Я подождал, пока он скроется из виду, а затем прошел пятьдесят ярдов назад — я специально назвал водителю не совсем верный адрес. Два раза свернув, я оказался на нужной улице, а еще через три минуты — перед нужным мне домом.
Пройдя по короткой дорожке, я поднялся по двум ступенькам на крыльцо, не так давно покрашенное белой краской, но уже изрядно облупившееся. Я поискал звонок, но не нашел и просто постучал в дверь. У меня почти не было сомнений, что женщина окажется дома.
Несколько минут спустя за дверью послышался шорох, а затем она открылась. В тени виднелись очертания маленькой женской фигуры.

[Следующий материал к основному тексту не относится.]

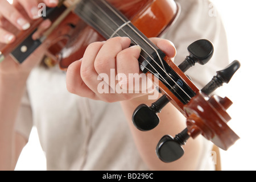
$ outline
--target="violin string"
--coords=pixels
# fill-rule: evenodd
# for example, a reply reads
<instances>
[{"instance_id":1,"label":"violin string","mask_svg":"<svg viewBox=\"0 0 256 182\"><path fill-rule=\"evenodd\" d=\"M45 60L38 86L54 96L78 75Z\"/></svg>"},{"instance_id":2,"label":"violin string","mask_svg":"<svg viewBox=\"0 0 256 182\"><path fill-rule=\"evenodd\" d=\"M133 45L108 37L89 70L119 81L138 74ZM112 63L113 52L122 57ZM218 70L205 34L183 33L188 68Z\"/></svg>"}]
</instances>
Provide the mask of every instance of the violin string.
<instances>
[{"instance_id":1,"label":"violin string","mask_svg":"<svg viewBox=\"0 0 256 182\"><path fill-rule=\"evenodd\" d=\"M101 1L102 2L102 3L104 3L104 4L105 4L105 2L104 1L101 1ZM92 2L92 3L93 3L98 9L99 9L99 10L100 10L102 13L103 13L106 16L108 16L108 18L110 20L112 20L112 22L113 23L114 23L117 27L119 27L119 25L118 25L115 22L115 21L114 21L114 20L113 19L112 19L112 18L111 18L111 17L109 17L109 16L106 13L106 12L105 11L104 11L104 10L103 10L102 9L102 8L101 7L100 7L97 4L96 4L95 3L94 3L94 1L90 1L90 2ZM108 4L106 4L106 5L108 5L108 6L108 6ZM125 22L125 20L124 20L119 14L118 14L117 13L115 13L115 11L114 11L114 9L112 9L112 7L111 7L111 6L109 6L109 7L109 7L109 9L110 9L110 10L112 10L112 11L113 11L113 13L114 13L115 14L116 14L118 16L118 18L120 19L121 19L122 21L123 21L123 22ZM96 14L95 13L95 12L94 12L94 11L92 11L90 9L88 9L88 10L89 10L89 11L90 11L90 13L92 13L92 14L93 14L93 15L94 15L94 16L96 16L98 19L100 19L100 20L101 20L104 23L105 23L105 24L106 24L106 26L108 26L110 29L111 29L113 32L114 31L114 30L113 30L113 28L111 27L109 27L109 26L108 24L106 24L106 22L105 22L102 19L101 19L101 17L100 17L97 14ZM83 13L83 12L80 12L80 14L84 14L84 15L85 15L85 16L86 16L86 14L85 13ZM94 24L96 27L97 27L98 28L99 28L100 30L101 30L104 33L105 33L105 34L106 34L107 35L108 35L108 36L109 37L110 35L108 35L108 34L107 33L107 32L106 32L104 30L102 30L102 28L101 28L101 27L99 27L94 22L93 22L93 21L90 21L90 23L92 23L93 24ZM128 24L127 24L128 25ZM157 52L157 51L154 48L154 47L152 47L152 46L151 45L150 45L150 44L148 43L148 42L147 42L147 41L146 40L145 40L143 37L142 37L141 36L141 35L135 30L134 30L131 26L130 26L130 25L128 25L129 26L129 27L130 28L131 28L132 29L132 30L134 32L135 32L138 35L139 35L142 39L143 39L143 40L144 40L144 42L145 42L145 43L146 43L148 46L150 46L151 47L152 47L154 50L155 50L155 51L157 53L158 53L158 52ZM134 41L137 45L138 44L137 42L136 42L136 41L135 41L131 37L130 37L130 36L129 35L129 34L127 34L123 30L121 30L126 35L127 35L127 36L128 37L129 37L133 41ZM117 34L117 35L119 35L119 35L118 34ZM112 36L112 35L111 35ZM155 63L155 64L161 69L162 69L162 71L166 74L166 75L171 80L172 80L172 81L182 90L182 91L183 91L183 92L189 98L191 98L191 97L189 96L188 96L188 94L172 79L172 78L171 78L171 77L170 77L170 76L164 71L164 70L163 70L163 68L162 68L159 64L158 64L158 63L157 63L157 62L156 62L155 61L155 60L154 59L154 58L152 58L152 57L151 57L151 56L150 55L150 54L148 54L147 52L147 51L146 51L145 50L144 50L143 49L142 49L143 51L144 51L144 52L147 54L147 55L148 55L148 56L150 57L150 58L153 61L154 61ZM141 55L141 56L142 56L142 55ZM143 57L144 58L144 57ZM162 59L160 59L160 57L159 58L160 59L160 60L162 60ZM176 91L176 89L174 89L174 88L172 86L171 86L170 85L170 84L165 80L165 78L163 77L163 76L162 76L161 75L161 74L160 74L157 71L156 71L156 69L155 69L155 68L154 67L152 67L152 65L151 64L151 63L150 63L150 62L148 62L148 61L147 60L147 59L146 59L145 58L144 58L144 59L151 66L151 67L152 68L153 68L153 69L155 69L155 71L156 71L156 72L158 74L158 75L159 75L160 76L161 76L162 77L162 78L160 78L160 77L159 77L159 78L160 80L162 80L162 81L164 81L164 82L166 82L170 88L171 88L179 96L180 96L180 98L182 98L182 97L181 97L179 94L179 93ZM144 66L143 66L144 67L145 67ZM146 68L146 67L145 67ZM148 68L146 68L147 70L148 70L148 71L150 71L150 72L151 72L151 71L150 71ZM184 100L183 100L184 101Z\"/></svg>"},{"instance_id":2,"label":"violin string","mask_svg":"<svg viewBox=\"0 0 256 182\"><path fill-rule=\"evenodd\" d=\"M116 11L115 11L115 10L114 9L113 9L113 8L111 6L110 6L108 3L107 3L106 2L106 1L105 1L105 0L104 0L104 1L102 1L102 0L100 0L101 2L102 2L105 6L106 6L111 11L112 11L112 12L114 13L114 14L115 14L120 19L121 19L123 22L124 22L124 23L125 23L125 22L126 22L126 20L125 20L125 19L124 19L121 16L120 16L120 15L118 14L118 13L117 13L117 12L116 12ZM92 0L90 1L92 1ZM94 5L95 5L95 3L94 3ZM96 6L98 6L97 5L96 5ZM106 13L105 13L105 11L104 11L100 7L98 7L99 8L99 9L103 13L104 13L106 16L108 16L108 17L109 17L109 18L110 19L111 19L113 22L113 23L115 23L115 22L114 22L114 21L110 18L110 17L109 17L109 16L108 16L108 15L107 14L106 14ZM146 43L150 47L151 47L154 51L155 51L155 52L156 53L156 54L158 55L158 56L159 57L159 60L160 60L160 61L161 61L161 63L162 63L162 64L163 65L163 68L162 68L162 67L161 67L158 64L158 63L156 62L156 61L155 61L155 60L154 60L154 59L152 59L152 57L151 57L151 59L158 65L158 66L161 69L162 69L162 71L166 74L166 75L167 76L167 77L168 77L171 80L172 80L172 81L174 82L175 82L175 84L182 90L182 91L183 91L183 92L189 98L189 99L191 99L191 97L185 92L185 90L184 90L180 86L180 85L179 85L179 84L177 84L173 79L172 79L172 78L171 78L171 77L169 75L169 74L168 74L168 73L166 72L166 69L165 69L165 68L164 68L164 65L163 65L163 61L162 61L162 59L161 59L161 57L160 57L160 55L159 55L159 53L158 53L158 52L157 51L157 50L156 50L155 49L155 48L154 48L147 41L147 40L146 40L145 39L144 39L144 38L143 38L142 36L141 36L141 35L140 34L139 34L139 32L138 32L135 30L134 30L134 28L133 28L133 27L131 27L130 24L127 24L127 26L136 34L137 34L137 35L138 35L141 39L142 39L143 40L144 40L144 42L145 42L145 43ZM160 74L159 74L160 75Z\"/></svg>"}]
</instances>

— Миссис Кэмпбелл? — спросил я.
Она ничего не ответила, лишь протянула руку к ширме и слегка ее отодвинула. Сквозь щель я увидел женщину лет семидесяти, с ухоженными волосами и темным морщинистым лицом, которая потрясенно смотрела на меня. Она заглянула мне в глаза, прошлась взглядом по всей фигуре, затем снова посмотрела в глаза.

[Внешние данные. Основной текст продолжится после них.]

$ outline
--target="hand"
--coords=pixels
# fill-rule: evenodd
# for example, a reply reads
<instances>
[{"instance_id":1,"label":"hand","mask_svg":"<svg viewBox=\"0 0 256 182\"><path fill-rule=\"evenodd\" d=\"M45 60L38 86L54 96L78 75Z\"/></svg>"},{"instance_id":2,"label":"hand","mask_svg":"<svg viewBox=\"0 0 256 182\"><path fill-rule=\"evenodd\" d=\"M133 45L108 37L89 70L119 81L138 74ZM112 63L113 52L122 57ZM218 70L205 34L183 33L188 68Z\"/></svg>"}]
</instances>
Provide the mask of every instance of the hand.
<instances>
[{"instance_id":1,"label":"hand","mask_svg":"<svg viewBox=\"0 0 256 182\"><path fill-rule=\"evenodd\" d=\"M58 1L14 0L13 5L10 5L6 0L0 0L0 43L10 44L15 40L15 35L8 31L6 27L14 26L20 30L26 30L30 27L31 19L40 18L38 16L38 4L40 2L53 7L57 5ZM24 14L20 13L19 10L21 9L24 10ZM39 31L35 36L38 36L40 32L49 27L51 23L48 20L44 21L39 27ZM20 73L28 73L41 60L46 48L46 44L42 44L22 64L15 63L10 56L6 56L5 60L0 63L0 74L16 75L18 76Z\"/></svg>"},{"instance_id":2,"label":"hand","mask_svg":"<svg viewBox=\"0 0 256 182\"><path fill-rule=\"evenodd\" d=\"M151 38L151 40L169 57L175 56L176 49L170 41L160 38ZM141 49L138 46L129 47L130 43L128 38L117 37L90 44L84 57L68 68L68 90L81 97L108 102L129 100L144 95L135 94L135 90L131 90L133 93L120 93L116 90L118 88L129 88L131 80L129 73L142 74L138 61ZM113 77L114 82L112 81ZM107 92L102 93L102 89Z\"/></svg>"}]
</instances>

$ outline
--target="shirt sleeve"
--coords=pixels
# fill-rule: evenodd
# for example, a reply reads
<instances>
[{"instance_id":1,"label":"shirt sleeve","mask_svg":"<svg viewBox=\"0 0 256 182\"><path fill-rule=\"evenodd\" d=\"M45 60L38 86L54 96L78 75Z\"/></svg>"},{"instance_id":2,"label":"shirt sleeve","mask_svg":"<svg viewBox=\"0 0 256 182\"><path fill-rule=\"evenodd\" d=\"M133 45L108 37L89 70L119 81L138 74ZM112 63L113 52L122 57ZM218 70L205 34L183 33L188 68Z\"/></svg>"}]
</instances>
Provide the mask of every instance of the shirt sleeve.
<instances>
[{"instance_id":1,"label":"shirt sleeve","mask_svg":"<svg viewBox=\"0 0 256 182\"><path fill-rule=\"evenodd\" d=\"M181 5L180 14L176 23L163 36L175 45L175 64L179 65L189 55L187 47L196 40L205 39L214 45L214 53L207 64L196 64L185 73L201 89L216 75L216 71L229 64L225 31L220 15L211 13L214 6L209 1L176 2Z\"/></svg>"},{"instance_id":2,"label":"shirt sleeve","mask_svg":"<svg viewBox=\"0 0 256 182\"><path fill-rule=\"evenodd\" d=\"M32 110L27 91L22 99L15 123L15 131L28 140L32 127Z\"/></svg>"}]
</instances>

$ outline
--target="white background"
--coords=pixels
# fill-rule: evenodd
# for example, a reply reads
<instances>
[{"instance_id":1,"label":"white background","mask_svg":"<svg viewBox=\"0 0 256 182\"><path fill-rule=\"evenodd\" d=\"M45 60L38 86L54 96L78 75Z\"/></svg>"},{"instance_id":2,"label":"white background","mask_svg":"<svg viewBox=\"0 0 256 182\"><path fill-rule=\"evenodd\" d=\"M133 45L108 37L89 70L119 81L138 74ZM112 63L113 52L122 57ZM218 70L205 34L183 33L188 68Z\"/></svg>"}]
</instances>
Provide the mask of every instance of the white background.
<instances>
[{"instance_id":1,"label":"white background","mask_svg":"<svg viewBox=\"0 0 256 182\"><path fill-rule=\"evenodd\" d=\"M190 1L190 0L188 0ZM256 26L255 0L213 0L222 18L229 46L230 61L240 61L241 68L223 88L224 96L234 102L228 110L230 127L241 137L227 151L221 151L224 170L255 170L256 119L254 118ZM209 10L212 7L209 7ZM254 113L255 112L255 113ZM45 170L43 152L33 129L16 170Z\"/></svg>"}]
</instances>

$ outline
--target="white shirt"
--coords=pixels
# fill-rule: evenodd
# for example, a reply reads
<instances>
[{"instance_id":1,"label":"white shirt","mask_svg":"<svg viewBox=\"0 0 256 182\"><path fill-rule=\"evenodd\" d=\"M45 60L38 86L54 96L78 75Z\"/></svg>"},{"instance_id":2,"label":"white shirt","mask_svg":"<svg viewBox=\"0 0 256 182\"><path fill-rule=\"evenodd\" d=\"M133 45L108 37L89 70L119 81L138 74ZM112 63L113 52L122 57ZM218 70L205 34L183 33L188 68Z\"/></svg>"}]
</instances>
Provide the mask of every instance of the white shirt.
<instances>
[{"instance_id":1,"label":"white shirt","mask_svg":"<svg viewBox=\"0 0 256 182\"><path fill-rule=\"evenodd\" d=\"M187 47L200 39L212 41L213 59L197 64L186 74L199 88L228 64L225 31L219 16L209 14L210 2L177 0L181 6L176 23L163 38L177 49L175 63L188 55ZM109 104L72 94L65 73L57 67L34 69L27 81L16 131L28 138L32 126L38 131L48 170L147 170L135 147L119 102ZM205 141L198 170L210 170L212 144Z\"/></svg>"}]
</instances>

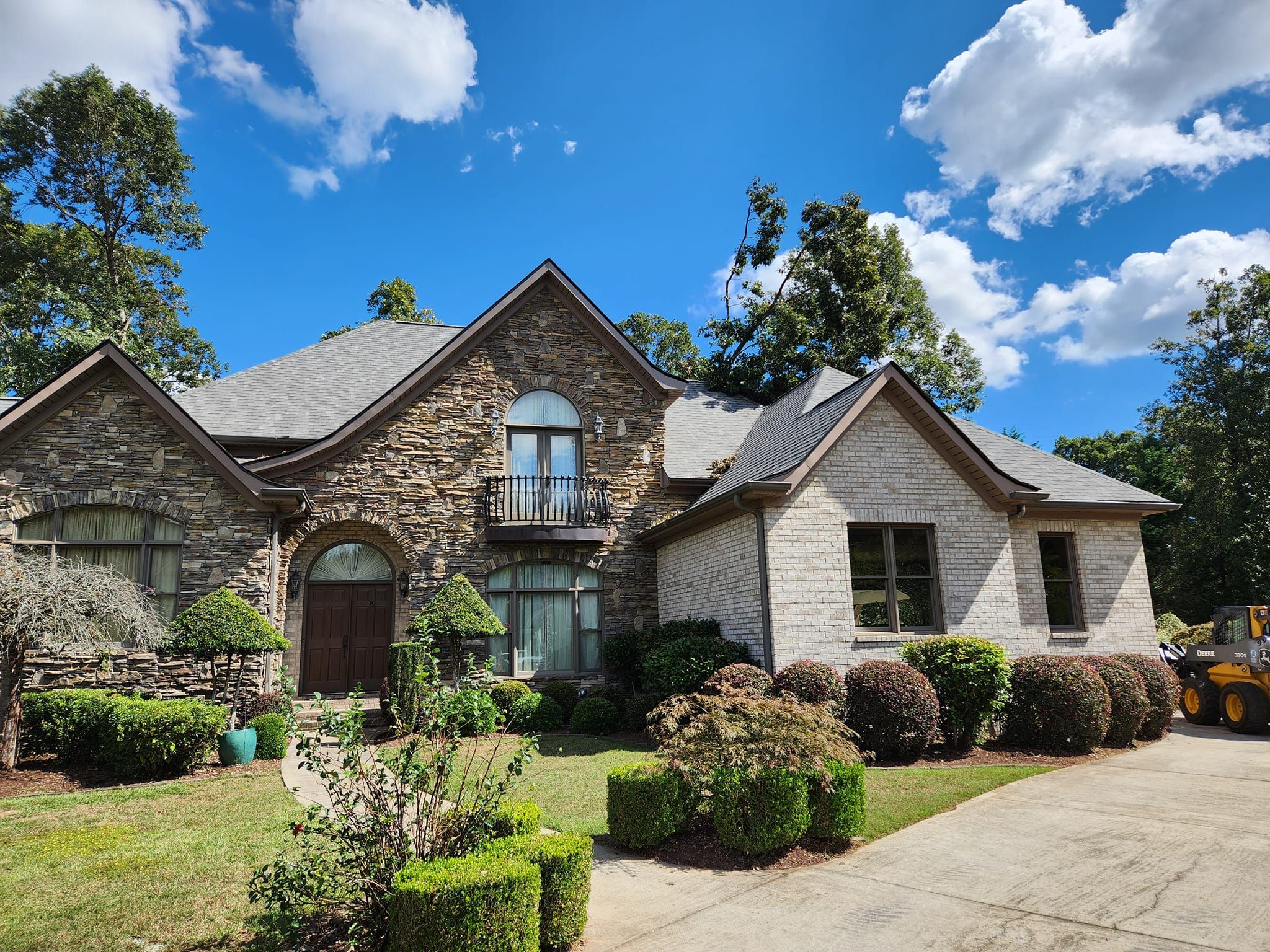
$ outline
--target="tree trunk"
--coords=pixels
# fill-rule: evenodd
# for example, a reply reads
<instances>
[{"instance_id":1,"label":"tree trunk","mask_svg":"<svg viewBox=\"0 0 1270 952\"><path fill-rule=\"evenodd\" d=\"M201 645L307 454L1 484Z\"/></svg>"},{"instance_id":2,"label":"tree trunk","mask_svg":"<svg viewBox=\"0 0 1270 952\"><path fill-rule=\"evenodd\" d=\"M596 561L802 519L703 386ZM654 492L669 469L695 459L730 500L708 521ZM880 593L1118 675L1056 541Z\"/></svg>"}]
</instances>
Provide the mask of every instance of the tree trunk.
<instances>
[{"instance_id":1,"label":"tree trunk","mask_svg":"<svg viewBox=\"0 0 1270 952\"><path fill-rule=\"evenodd\" d=\"M19 642L0 664L0 770L18 765L18 739L22 735L22 671L27 663L27 645Z\"/></svg>"}]
</instances>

— Господи, — наконец сказала она, не отводя от меня взгляда. — Значит, это правда.
Когда зазвонил телефон, Нина сидела на своей так называемой веранде. Так называемой — потому что веранда все же предполагает некую степень расслабленности и комфорта, которую эта обеспечить не могла. Теоретически Нина была погружена в размышления, но, честно говоря, она спала. В конторе невозможно ни о чем нормально подумать из‑за вечного шума и носящихся вверх‑вниз мужчин, постоянно кричащих что‑то в телефон. Она уже давно отметила для себя, что просто хорошо делать свою работу — для мужчин недостаточно. Им требуется еще всеобщее признание того, что они действительно находятся на своем месте. На веранде думалось намного лучше, чем в остальной части дома. Нина знала, что давно следовало бы переехать. Особенно после того, как начались неприятности с Джоном: ей начинало казаться, что дом устал от нее самой. Дом находился в горах Малибу, что на самом деле было очень даже неплохо, но она могла себе позволить снимать его лишь потому, что он уже разваливался. Полированный бетон на полу гостиной треснул посередине так, что в щель можно было засунуть три пальца. Бассейн расплавился во время лесного пожара задолго до того, как она сюда переехала. Один хороший толчок — и веранда рухнет в Тихий океан; два толчка — и дом последует за ней. Почему‑то подобная перспектива никогда ее особо не беспокоила. Некоторые курили. Нина же просто сидела на веранде.